Projeto de Paes Landim define critérios para concessão da assistência jurídica gratuita

Agência Trabalhista de Notícias 11/11/2016, 8:53


Imagem Crédito: Luis Macedo/Câmara dos Deputados

Está em análise na Câmara dos Deputados projeto de lei do deputado Paes Landim (PTB-PI) que define critérios para que as pessoas possam obter assistência jurídica gratuita por meio de defensores públicos (PL 5900/16). Atualmente, basta o cidadão afirmar que não tem condições financeiras de arcar com as custas e despesas processuais para que o benefício seja concedido.

“O atual regime tem provocado distorções, como pode ilustrar o caso envolvendo o jogador de futebol Leandro Damião, que, apesar de notórios ganhos, pleiteou o benefício da justiça gratuita por meio de simples declaração”, destacou o parlamentar.

O novo Código de Processo Civil (CPC) estabeleceu que a concessão da gratuidade não afasta o dever de o beneficiário pagar as multas processuais que lhe sejam impostas.

“Isso foi feito com o objetivo de evitar aventuras judiciais, mas o texto seguiu sem trazer regras objetivas para a concessão”, explicou Paes Landim.

Baixa renda

A proposta de Paes Landim muda o Código de Processo Civil e determina que, para conseguir a gratuidade da justiça, a pessoa deverá demonstrar que tem baixa renda.

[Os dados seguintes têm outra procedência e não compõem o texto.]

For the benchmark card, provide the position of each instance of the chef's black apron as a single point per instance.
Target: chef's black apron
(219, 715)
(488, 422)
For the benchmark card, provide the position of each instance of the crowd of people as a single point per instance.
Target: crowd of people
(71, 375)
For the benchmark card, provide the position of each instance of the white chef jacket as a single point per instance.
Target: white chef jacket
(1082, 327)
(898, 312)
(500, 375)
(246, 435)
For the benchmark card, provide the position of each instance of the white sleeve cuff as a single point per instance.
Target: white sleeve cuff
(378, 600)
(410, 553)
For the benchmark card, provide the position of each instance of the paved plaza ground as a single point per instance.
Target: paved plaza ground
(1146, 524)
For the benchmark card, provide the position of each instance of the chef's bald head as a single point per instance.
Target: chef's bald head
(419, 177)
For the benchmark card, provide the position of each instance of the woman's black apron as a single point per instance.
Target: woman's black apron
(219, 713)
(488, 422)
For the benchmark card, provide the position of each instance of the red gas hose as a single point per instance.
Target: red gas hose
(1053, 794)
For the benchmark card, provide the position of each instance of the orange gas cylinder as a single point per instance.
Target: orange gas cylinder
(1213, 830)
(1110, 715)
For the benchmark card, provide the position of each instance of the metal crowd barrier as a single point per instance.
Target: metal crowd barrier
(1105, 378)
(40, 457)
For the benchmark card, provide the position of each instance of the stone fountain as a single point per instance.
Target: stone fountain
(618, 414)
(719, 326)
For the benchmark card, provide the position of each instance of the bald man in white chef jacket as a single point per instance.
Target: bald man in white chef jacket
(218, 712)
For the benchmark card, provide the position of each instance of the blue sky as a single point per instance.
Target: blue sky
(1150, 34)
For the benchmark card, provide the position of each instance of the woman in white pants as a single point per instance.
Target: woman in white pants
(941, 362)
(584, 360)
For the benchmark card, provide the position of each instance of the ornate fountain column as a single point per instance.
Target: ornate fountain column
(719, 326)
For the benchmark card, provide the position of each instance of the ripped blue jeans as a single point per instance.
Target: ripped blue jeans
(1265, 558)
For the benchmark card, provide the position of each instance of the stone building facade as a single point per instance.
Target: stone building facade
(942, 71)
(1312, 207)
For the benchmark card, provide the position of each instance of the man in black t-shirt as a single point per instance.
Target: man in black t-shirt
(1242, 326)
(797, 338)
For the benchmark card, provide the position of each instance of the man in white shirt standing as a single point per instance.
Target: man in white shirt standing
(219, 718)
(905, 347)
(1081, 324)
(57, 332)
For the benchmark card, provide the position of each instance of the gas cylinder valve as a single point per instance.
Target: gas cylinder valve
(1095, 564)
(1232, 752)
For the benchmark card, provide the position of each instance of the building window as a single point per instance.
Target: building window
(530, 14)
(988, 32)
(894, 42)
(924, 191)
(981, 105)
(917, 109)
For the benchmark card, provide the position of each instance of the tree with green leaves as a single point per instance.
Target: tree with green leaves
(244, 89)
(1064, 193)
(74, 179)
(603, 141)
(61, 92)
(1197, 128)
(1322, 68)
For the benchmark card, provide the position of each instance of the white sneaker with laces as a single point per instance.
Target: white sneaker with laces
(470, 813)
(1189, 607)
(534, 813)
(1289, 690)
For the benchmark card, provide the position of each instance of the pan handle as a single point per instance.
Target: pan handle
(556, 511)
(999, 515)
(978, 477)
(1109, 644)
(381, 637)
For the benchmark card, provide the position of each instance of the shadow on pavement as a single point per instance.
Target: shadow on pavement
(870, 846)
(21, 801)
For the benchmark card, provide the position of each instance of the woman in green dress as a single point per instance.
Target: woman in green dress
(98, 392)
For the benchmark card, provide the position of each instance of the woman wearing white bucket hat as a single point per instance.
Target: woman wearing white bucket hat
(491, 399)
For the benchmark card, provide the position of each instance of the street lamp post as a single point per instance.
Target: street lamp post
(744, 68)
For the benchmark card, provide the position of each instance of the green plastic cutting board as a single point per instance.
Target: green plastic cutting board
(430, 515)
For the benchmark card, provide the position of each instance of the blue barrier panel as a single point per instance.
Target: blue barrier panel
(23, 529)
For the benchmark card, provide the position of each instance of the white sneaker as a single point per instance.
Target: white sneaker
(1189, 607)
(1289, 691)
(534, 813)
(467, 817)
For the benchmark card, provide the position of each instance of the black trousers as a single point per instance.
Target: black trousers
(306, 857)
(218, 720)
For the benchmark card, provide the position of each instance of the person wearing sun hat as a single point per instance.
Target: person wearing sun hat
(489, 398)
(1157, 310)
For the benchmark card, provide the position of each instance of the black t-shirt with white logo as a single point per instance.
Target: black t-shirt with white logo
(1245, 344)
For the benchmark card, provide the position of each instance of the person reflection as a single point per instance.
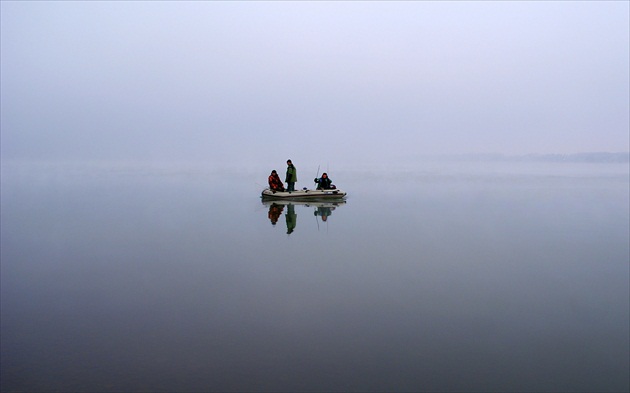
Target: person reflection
(323, 212)
(291, 218)
(274, 213)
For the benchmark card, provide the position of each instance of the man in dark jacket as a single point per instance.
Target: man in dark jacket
(275, 184)
(291, 177)
(324, 182)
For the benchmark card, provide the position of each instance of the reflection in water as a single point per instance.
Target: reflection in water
(323, 210)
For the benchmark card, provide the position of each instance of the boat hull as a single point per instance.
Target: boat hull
(301, 195)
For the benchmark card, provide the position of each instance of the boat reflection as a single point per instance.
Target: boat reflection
(321, 211)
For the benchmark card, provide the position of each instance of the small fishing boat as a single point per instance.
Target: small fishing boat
(304, 194)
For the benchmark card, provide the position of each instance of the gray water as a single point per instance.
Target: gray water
(435, 278)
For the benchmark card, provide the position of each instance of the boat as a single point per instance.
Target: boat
(303, 194)
(307, 202)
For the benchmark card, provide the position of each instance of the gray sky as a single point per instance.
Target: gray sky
(318, 82)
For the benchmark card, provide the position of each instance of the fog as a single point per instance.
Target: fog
(253, 83)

Isso poderá ser feito de três formas: uma é comprovar que tem renda mensal de até três salários mínimos. A outra é apresentar sua inscrição ou condição de beneficiário de algum dos programas sociais do governo federal, como o “Bolsa Família”. O cidadão pode, ainda, mostrar a declaração da Receita Federal de que é isento de Imposto de Renda (situação que a pessoa não possui bens ou renda).

“Apesar da evidente melhora nas condições econômicas da população brasileira nas últimas décadas, é perceptível o aumento da concessão de justiça gratuita ao redor do país. Esse fenômeno faz com que haja um grande volume de ações que, na essência, não deveriam tramitar no Judiciário, o que aumenta o congestionamento dos processos”, ressaltou Paes Landim.

O projeto será analisado pela Comissão de Constituição e Justiça (CCJ). Se aprovado, pode seguir direto para o Senado Federal, sem ter que passar pelo plenário da Câmara.